Butternut Squash and Carrot Soup
Start your Thanksgiving feast with a light, flavorful soup. (Serve it as either a healthy Thanksgiving appetizer or side.) Pureed harvest veggies—butternut squash, carrots, and leeks—fill the vitamin-rich soup. A splash of crème fraîche takes the creaminess to the next level.
Twice-Baked Sweet Potatoes
Taste the essence of autumn in one healthy bite. Cranberries and walnuts flavor these twice-baked sweet potatoes that clock in at a less than 160 calories per serving. Plus, this healthy sweet potato recipe for Thanksgiving can be made up to 24 hours in advance. Easy and nutritious options? Now that’s something to be thankful for.
Two-Tone Green Bean Salad with Hazelnuts and Parmesan
Cranberry-Pear Chutney-Topped Sweet Potatoes
Sweet potatoes, cranberries, and pears—it doesn't get any more Thanksgiving-y than this. Roast the spuds to enhance their sweetness, then top the healthy sweet potato recipe for Thanksgiving with a naturally sweet-tart chutney for loads of flavor and fiber in less than 170 calories.
Winter Slaw with Kale and Cabbage
Double Cranberry Sauce
With the natural sweetness of cranberries, dried fruit, pomegranate juice, and molasses, there's no need for sugar in this healthy Thanksgiving recipe. (Want to juice a pomegranate? It’s possible.) Hints of orange zest and cinnamon bring more holiday flavors.

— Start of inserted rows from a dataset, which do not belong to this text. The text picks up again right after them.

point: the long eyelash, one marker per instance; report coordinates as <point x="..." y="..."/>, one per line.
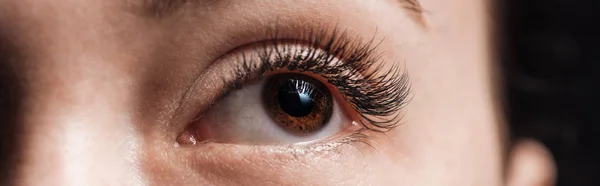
<point x="377" y="96"/>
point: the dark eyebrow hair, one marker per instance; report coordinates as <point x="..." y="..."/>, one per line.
<point x="414" y="9"/>
<point x="160" y="8"/>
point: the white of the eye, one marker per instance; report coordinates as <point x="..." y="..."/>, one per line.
<point x="241" y="118"/>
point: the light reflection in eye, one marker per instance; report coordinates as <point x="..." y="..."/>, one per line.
<point x="284" y="109"/>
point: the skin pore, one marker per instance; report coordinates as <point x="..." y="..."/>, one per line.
<point x="103" y="90"/>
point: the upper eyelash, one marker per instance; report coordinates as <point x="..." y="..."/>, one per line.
<point x="377" y="96"/>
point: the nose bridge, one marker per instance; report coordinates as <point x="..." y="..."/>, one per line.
<point x="74" y="110"/>
<point x="75" y="130"/>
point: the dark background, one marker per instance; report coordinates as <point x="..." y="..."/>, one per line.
<point x="550" y="51"/>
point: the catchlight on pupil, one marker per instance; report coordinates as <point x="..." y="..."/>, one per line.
<point x="298" y="103"/>
<point x="295" y="97"/>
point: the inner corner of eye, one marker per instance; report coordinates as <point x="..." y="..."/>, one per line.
<point x="284" y="108"/>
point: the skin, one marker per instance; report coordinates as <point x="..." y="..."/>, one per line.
<point x="94" y="95"/>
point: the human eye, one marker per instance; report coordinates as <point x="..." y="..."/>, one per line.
<point x="323" y="86"/>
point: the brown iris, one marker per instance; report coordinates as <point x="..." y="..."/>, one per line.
<point x="298" y="103"/>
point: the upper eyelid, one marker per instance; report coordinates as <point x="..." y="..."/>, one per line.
<point x="378" y="96"/>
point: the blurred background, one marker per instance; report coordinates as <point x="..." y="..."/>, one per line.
<point x="550" y="50"/>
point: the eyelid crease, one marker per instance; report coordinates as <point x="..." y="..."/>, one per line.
<point x="351" y="66"/>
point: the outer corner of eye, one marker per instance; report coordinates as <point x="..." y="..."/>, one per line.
<point x="285" y="108"/>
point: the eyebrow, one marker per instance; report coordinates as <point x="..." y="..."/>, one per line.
<point x="160" y="8"/>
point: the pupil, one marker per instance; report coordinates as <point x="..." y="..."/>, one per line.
<point x="296" y="100"/>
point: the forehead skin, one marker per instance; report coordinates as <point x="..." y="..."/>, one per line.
<point x="99" y="87"/>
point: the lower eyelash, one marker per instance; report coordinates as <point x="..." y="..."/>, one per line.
<point x="351" y="66"/>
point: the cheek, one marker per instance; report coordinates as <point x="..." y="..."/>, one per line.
<point x="212" y="165"/>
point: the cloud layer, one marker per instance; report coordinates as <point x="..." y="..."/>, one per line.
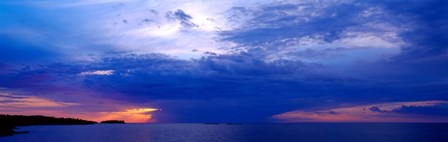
<point x="232" y="61"/>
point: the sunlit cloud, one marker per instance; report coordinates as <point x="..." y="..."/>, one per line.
<point x="139" y="115"/>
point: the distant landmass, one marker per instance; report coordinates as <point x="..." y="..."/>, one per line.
<point x="9" y="122"/>
<point x="113" y="122"/>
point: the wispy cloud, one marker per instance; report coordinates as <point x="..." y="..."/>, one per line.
<point x="384" y="112"/>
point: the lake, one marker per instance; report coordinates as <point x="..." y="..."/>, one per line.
<point x="302" y="132"/>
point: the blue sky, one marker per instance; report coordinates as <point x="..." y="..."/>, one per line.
<point x="226" y="61"/>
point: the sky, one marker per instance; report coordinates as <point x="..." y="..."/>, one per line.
<point x="255" y="61"/>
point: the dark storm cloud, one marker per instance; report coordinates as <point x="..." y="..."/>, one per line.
<point x="247" y="85"/>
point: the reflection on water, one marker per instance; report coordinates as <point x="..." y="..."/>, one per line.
<point x="234" y="133"/>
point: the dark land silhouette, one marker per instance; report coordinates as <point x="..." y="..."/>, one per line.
<point x="113" y="122"/>
<point x="9" y="122"/>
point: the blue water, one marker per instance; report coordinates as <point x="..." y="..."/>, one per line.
<point x="234" y="133"/>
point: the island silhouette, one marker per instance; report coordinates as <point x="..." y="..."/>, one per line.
<point x="9" y="122"/>
<point x="113" y="122"/>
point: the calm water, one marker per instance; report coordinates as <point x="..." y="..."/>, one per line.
<point x="235" y="133"/>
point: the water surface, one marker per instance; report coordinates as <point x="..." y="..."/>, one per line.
<point x="320" y="132"/>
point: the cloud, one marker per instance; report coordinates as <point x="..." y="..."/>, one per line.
<point x="385" y="112"/>
<point x="98" y="72"/>
<point x="11" y="102"/>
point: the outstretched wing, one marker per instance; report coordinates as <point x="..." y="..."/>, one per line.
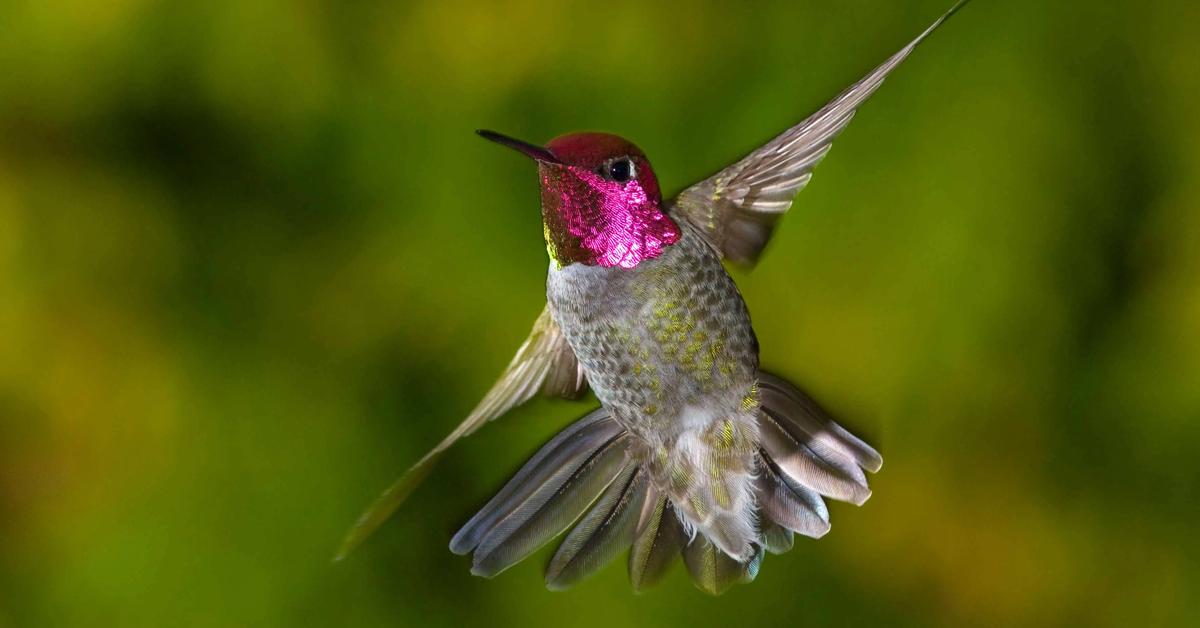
<point x="545" y="363"/>
<point x="737" y="208"/>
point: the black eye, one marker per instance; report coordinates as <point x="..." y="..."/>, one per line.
<point x="621" y="171"/>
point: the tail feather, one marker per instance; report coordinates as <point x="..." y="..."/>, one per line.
<point x="823" y="470"/>
<point x="660" y="536"/>
<point x="603" y="533"/>
<point x="775" y="538"/>
<point x="789" y="504"/>
<point x="720" y="496"/>
<point x="713" y="570"/>
<point x="547" y="468"/>
<point x="552" y="504"/>
<point x="803" y="413"/>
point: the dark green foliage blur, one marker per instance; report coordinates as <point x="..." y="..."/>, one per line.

Brussels Sprouts with Frizzled Prosciutto
Serving healthy Thanksgiving vegetables is simple thanks to this make-ahead side dish. Precook the nutrition-packed sprouts a day ahead, then chill. All that’s left to do before dinner is to sizzle up the prosciutto in a skillet (⅓ ounce per person provides ample flavor without extra fat), add the shallots, then toss with Brussels sprouts.
Mashed Sweet Potatoes with Mushrooms and Bacon
The combo of sweet and salty never goes out of style. Here, silky sweet potatoes combine with savory mushrooms, salty bacon, and a sprinkling of golden raisins to make a memorable Thanksgiving side dish that's full of vitamin A, fiber, and other nutrients.
Savory Spaghetti Squash Muffins
Spaghetti squash in muffins may sound odd, but stick with us. These healthy thanksgiving “rolls” are a bountiful blend of earthy roasted squash strands, eggs, a bit of flour and buttermilk, and plenty of fresh chives. Spicy cheese tops these protein-rich rolls.
Herbed Bread and Cherry Cranberry Stuffing
Spicy Cranberry Sauce
Slather this jewel-color cranberry sauce on your Thanksgiving turkey, on a cracker, or, heck, on sweet potatoes. Fresh cranberries, jalapeño jelly, and undertones of orange make this fruit sauce irresistible. But the best part may be that this healthy Thanksgiving side dish takes only 20 minutes to prep.